Der große Teamplayer war ich noch nie, sonst wäre ich vor meinem Absturz nie so weit gekommen, aber wie ich es auch drehte und wendete – nun ging kein Weg daran vorbei: Ich musste mich wohl oder übel mit Sisyphos kurzschließen. Der würde zwar feixen, weil er jetzt schon wieder Besuch bekam, dem er seine Überlegenheit demonstrieren konnte. Griechischer Gott hin oder her, er konnte noch froh sein, dass man ihn ungeschoren gelassen hatte.

Okay, er hatte dafür nun mich an der Backe. Ob ihn das fröhlicher stimmte? Vielleicht glaubte er ja, dass es sich bei den ihm zugeteilten Dämonen, die ihm nach und nach entkamen, um eine ganz neue Teufelei handelte, die auf Kosten des Herrns über das Pandämonium ging. Wer hätte da nicht alles zum Hinschmeißen und Davonlaufen gefunden?

Leider hat das Bild einen gewaltigen Sprung: Es gibt nur einen Schlüssel. Den einen – und den hat Lucy. Ich weiß ja nicht, ob sie es weiß, aber hat jemand dieses Artefakt in seinem Besitz, ist damit alles möglich.

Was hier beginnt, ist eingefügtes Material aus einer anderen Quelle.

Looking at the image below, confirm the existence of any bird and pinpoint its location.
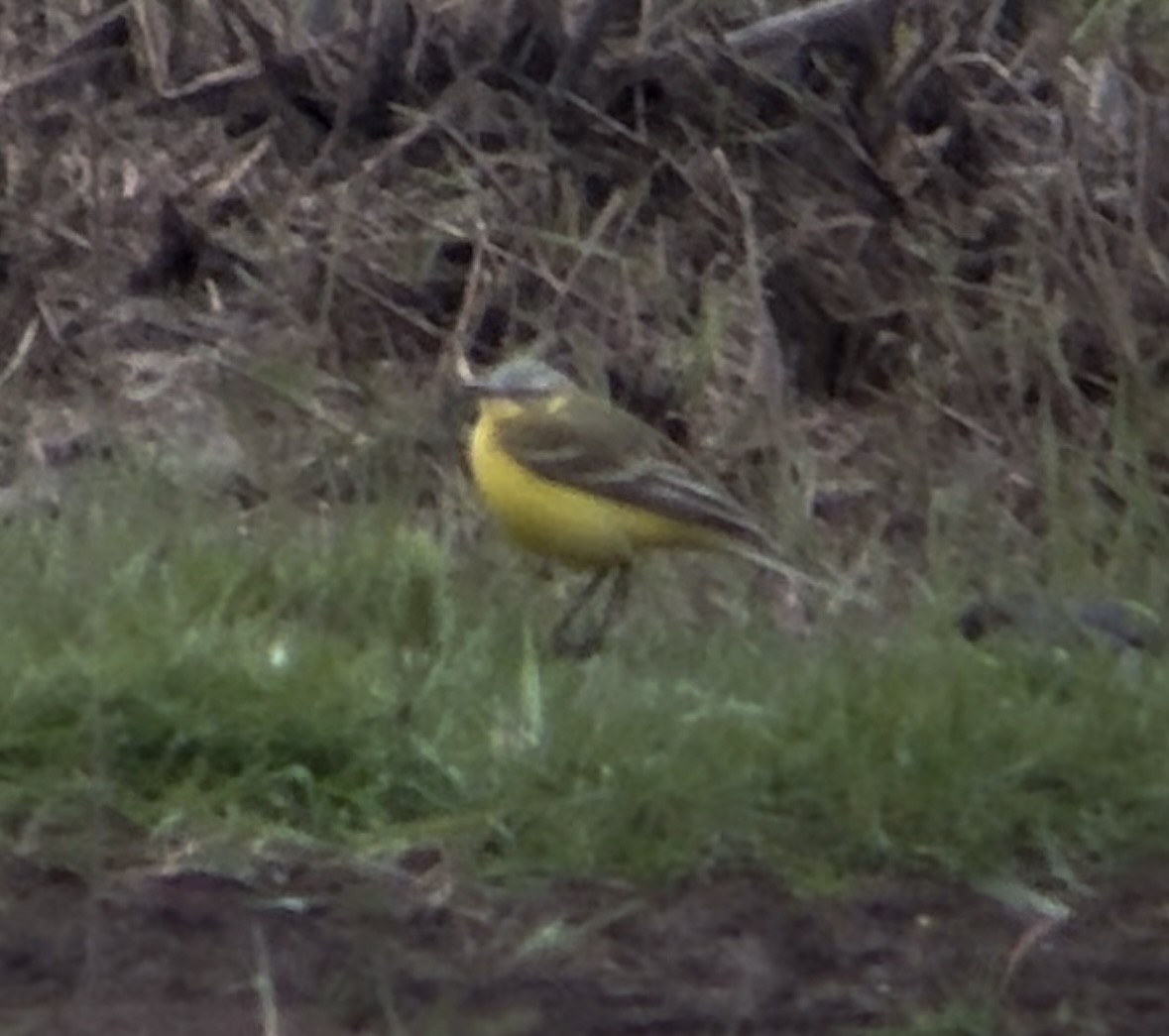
[458,356,816,657]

„Kommen Tiere in die Hölle?" wiederholte Sisyphos nachdenklich, während er sich umständlich aus seinen Ketten wickelte und sich am Kopf kratzte. „Aber das wäre ja völlig absurd".

Absurd? No shit, Sherlock!

Dass der Kerl aber auch immer genau das aussprechen musste, was ich dachte! Fehlte nur noch, dass er wissen wollte, ob sie zu viel Camus gelesen hätte. Etwas, das ich ausschließen konnte. Hatte sie Zugang zu Büchern? Wohl kaum. Aber ich verstand, warum er so viele Fragen stellte. Dabei hatte doch ich ihn interviewen wollen. Denn wenn es ums Groteske ging, war ich genau hier richtige. Gab es doch nichts irrwitzigeres, als einen Felsbrocken tagtäglich einen Berg hinauf zu rollen, nur um diesen wieder nach unten trudeln zu sehen und gleich darauf wieder ganz von vorn anfangen zu müssen.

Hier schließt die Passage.